Era un periodo sicuramente particolare della mia vita.
In effetti non aveva senso quello che stavo facendo. Voglio dire, non avevo un obiettivo, non avevo niente per cui lottare, niente per cui svegliarmi , veramente, la mattina. Forse per questo l’unico mio scopo era quello di tirar tardi la notte, bere e dimenticare. Il fatto è che non avevo niente da dimenticare, non avevo niente tanto che mi ero dimenticato della cosa più naturale possibile, ossia svegliarmi. Ripensai a quel lungo sonno mentre la vicina, sul terrazzo accanto toglieva i panni.

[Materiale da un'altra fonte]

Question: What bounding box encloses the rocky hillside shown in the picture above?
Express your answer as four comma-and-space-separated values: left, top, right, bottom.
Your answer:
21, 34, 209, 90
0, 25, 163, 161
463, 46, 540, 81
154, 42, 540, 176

Ma avevo veramente dormito così tanto ? Iniziai ad aver paura, a temere di stare impazzendo. Di certo stare in casa a pensare a certe cose mi faceva male. Era meglio uscire, magari una birra mi avrebbe aiutato, e poi ogni scusa era buona per non stare in quel forno di stanza. La vicina con l’ultimo paio di mutande in una mano , e le mollette nell’altra si voltò per accennarmi un saluto, con il suo sguardo ormai sconfitto dalla vita e poi sparì dietro le persiane. Verdi, per l’esattezza.